In September, I concluded that shares of Tapestry (NYSE:TPR) were anything but a luxury to its investors. Tapestry, perhaps still better known as Coach to many investors, announced a big deal for Capri (NYSE:CPRI), perhaps still better known as Michael Kors, over this summer.
Given the massive premium offered, and the fact that the deal was paid for in cash (thus debt) I was quite cautious given the execution and leverage concerns. These concerns have not been alleviated after Capri is showing some revenue and earnings declines, making me still very cautious to get involved.
Some Perspective
Coach had tried to create a US luxury powerhouse in the 2010s as Coach acquired Stuart Weitzman and Kate Spade in the period 2015-2017, trying to grow a collection of luxury brands under a single roof, like its European counterparts have successfully done.
Hard to belief but Coach was a $45 stock in 2017 when the company acquired Kate Spade, as the 283 million shares of the business were awarded a $12.7 billion equity valuation at the time, or close to $14 billion enterprise valuation. This deal created a $6 billion powerhouse in terms of sales, set to post operating margins in the mid-teens, translating into earnings power of around $2 per share.
Trading at a premium valuation at the time I saw no need to get involved with the shares. Forwarding to 2023, Tapestry had grown sales to $6.7 billion, a modest 10% increase from 2017 which shows some stagnation as sales growth has not kept track of inflation. Operating profits of $1.17 billion worked down to margins of 17%, a decent result given the stagnation on the topline. The combination of modest sales growth, modest margin expansion, and huge buybacks meant that earnings had risen to nearly $4 per share, essentially having doubled over a 6-year window.
Moreover, the company guided for 2023 revenues to grow to $6.9 billion, with earnings seen between $4.10 and $4.15 per share. This means that a demanding multiple in the 20s has fallen to about 10 times earnings, as investors have in essence seen huge valuation multiple compression over time. Essentially shares were trading flat in the forties in June this summer (compared to 2017) when earnings per share have doubled.
The Thesis Changes
In August, Tapestry announce a huge and transformative deal for Capri, as a $57 per share offer for its peer valued the business at $8.5 billion, a deal tag equivalent to 80% of Tapestry´s own valuation ahead of the announcement.
The deal was set to essentially double the global luxury empire to $12 billion in sales, combined out of multiple luxury brands. Investors were not too pleased despite a 59% premium offered for Capri´s shares, even as Tapestry guided for $200 million synergies, as shares fell to the lower thirties following the announcement of the deal, shedding some $2.5 billion in value.
The disappointing reaction could be explained by the fact that the deal will entirely be paid for in debt, as a net debt load of $900 million will turn into a $9.4 billion net debt load. This results in about a 4 times multiple based on Tapestry´s $1.4 billion EBITDA number, while Capri contributes about a billion in EBITDA, as synergies have the potential to push this leverage ratio down a bit, perhaps down to less than 4 times EBITDA.
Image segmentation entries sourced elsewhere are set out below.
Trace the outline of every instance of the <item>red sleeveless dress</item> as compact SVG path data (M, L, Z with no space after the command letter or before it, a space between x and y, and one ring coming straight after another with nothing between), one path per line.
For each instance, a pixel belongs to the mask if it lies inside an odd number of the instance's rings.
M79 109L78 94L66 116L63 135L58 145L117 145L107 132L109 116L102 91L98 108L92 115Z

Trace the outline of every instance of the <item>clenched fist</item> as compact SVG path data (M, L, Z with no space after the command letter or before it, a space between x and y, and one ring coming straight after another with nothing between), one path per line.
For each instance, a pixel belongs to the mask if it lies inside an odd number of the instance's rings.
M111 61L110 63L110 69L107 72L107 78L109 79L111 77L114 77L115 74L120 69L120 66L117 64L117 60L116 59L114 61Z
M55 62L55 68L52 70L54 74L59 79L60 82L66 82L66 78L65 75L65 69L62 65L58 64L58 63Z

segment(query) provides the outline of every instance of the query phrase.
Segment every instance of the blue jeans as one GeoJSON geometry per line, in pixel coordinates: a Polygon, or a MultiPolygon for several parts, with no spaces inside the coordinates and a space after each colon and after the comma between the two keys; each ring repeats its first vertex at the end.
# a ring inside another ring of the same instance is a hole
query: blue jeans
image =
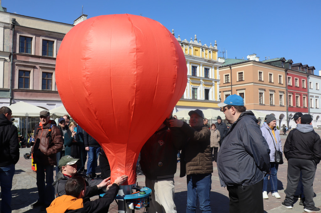
{"type": "Polygon", "coordinates": [[[55,188],[52,185],[54,182],[54,166],[37,164],[37,180],[39,195],[38,202],[50,205],[55,199],[55,188]]]}
{"type": "Polygon", "coordinates": [[[11,188],[14,174],[14,164],[0,167],[0,185],[1,186],[1,212],[11,212],[11,188]]]}
{"type": "Polygon", "coordinates": [[[212,212],[210,193],[212,188],[212,174],[187,175],[187,207],[186,213],[195,213],[197,200],[202,212],[212,212]]]}
{"type": "Polygon", "coordinates": [[[271,191],[272,193],[278,192],[278,178],[276,173],[278,172],[279,164],[274,162],[270,162],[270,169],[271,174],[267,174],[264,177],[263,182],[263,191],[267,192],[267,181],[270,176],[270,183],[271,185],[271,191]]]}
{"type": "Polygon", "coordinates": [[[87,175],[95,173],[97,167],[97,160],[99,156],[100,147],[89,146],[88,151],[88,161],[87,162],[87,175]]]}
In the light of the excessive debt (certainly in this rate environment) I wondered if it was a smart move to announce a 17% increase in the annual dividend to a run rate of $1.40 per share, depleting the business from $300 million in much-needed annual cash flows (although share buybacks were halted at the same time)
Trading at 7–8 times earnings at $30 per share, the multiple looked compelling, as the big elephant in the room was execution of the deal which is a big if in any environment, certainly given the mixed track record of Tapestry in this. Moreover, the added debt is a huge concern as well. I believed that another deal structure (less of a premium, or some stock thrown in as well) might have been more suitable, as the potential is evident if the deal goes well, yet I have been reserved.
What Now?
Since September shares have gradually been slipping to the higher twenties as the first quarter results do not instill much confidence. First quarter sales came in flat at $1.51 billion, albeit up 2% in constant currency terms. Operating earnings of $253 million were flat as well, with earnings up 5 cents so $0.84 per share solely on the back of a reduced share count.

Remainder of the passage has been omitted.